Perhaps the most widespread use of Hadoop today is as an archive or ‘data lake.’ In this use-case, data from a whole variety of sources and formats lands on Hadoop, where it is stored, transformed, and mined for new business insights.
Enterprise Data Warehouses (EDWs) are a primary source of data for the Hadoop archive. The cheap, scalable and resilient storage Hadoop provides makes it an ideal centralized location for combining data sets from EDWs across the business.
It also provides a great opportunity to offload older data from the EDW to ‘buy back’ capacity in terms of space and workload.
However, there’s more to offloading EDW data to Hadoop than simply dumping it into HDFS. What if you want to move it back into the data warehouse at some point in the future? What if the offloaded data is sensitive in some way? What if you want to keep the archived data on-line and accessible?
An EDW archiving solution for Hadoop must provide three key features:
• Schema preservation. The archive must accurately mirror the schema of the source EDW.
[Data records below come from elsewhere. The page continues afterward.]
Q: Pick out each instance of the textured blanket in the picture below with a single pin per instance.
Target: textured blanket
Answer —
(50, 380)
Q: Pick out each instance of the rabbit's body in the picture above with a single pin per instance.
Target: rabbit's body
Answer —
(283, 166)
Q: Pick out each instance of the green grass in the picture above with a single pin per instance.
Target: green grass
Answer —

It is important to ensure that data values will be archived without loss of precision. Changes to the source schema, for example adding new columns or changing data types, should also be captured by the archive. This allows the archive to grow organically over a long period of time while maintaining a continuous historical record of the changes to the schema and the data in the source EDW.
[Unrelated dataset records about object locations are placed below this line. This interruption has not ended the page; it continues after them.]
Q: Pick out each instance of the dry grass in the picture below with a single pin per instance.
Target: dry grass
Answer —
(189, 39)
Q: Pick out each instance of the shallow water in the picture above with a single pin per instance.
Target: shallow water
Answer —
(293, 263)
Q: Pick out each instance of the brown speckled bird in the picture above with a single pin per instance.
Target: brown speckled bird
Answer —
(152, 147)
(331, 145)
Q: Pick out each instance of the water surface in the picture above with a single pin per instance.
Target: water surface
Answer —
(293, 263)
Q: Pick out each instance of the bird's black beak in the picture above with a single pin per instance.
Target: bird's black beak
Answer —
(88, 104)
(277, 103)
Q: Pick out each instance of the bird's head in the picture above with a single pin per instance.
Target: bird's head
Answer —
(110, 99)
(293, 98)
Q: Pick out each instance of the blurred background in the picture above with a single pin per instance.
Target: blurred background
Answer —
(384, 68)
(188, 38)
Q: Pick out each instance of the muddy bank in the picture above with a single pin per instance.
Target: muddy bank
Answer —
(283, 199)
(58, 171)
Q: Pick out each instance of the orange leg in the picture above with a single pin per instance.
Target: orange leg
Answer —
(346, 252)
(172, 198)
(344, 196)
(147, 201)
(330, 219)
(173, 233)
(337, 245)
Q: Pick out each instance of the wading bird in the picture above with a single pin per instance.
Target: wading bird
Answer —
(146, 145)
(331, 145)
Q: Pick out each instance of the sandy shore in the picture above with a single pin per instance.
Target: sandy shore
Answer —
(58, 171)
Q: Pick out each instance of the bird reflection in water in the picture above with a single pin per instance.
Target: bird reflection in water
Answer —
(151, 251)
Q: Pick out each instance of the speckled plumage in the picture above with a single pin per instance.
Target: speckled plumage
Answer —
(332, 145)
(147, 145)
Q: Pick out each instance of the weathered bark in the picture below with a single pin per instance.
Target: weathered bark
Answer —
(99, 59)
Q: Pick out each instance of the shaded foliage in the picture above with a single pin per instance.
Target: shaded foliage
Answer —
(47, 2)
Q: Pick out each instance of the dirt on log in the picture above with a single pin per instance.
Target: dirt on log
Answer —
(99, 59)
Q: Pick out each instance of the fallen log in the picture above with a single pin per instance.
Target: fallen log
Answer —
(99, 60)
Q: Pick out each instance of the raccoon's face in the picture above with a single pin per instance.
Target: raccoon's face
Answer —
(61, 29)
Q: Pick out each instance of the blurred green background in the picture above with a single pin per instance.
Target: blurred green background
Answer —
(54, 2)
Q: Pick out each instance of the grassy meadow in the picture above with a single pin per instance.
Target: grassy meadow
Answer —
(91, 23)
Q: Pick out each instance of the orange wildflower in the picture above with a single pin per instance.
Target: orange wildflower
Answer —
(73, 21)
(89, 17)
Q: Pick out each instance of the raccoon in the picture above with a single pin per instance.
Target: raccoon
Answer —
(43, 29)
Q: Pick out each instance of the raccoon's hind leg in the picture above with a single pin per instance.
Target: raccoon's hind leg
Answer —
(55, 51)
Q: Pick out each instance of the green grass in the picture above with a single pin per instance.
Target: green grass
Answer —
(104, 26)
• Governance and security. Archived data generally inherits the same governance requirements as the EDW. If the source records are regulated by PCI-DSS for example, then the archived records are also subject to these controls. The archive must provide access to data on a ‘need to know’ basis; it must guarantee that sensitive data is encrypted or masked, and that access is audited. An archive must also integrate with the same enterprise security infrastructure as the EDW.
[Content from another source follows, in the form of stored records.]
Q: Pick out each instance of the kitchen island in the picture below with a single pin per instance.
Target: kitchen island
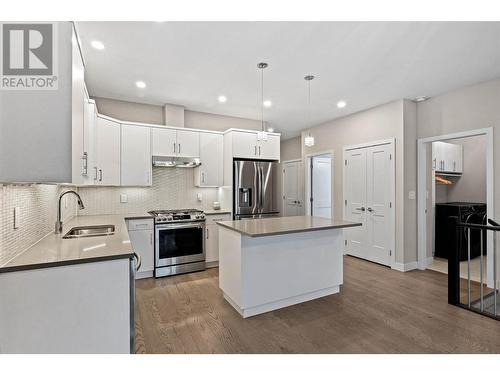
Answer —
(267, 264)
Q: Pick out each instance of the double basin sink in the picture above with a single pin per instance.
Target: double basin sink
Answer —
(90, 231)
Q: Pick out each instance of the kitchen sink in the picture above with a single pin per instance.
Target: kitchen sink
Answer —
(90, 231)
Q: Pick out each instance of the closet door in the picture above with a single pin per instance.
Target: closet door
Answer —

• SQL support. Support for SQL access to the archived data is a must. Users want their EDW reports to run against the archive out of the box. They want to be able to run interactive queries against the data, as well as batch reporting. Also, the same business intelligence tools that they use to analyze data on the EDW must be supported by the archive. However, because the data in the archive is typically older, the strict SLAs and mixed workloads that EDWs are designed to address are often not required for an archive.
Archiving on Hadoop provides a cost-effective way of storing records for longer. When combined with state-of-the-art compression technologies, the idea of storing data indefinitely with Hadoop becomes a real possibility. The winners are the analysts and data scientists: offloading data and reporting workloads to Hadoop keeps EDWs lean and mean, while at the same time ensuring that huge volumes of historical data remain available for interactive analysis.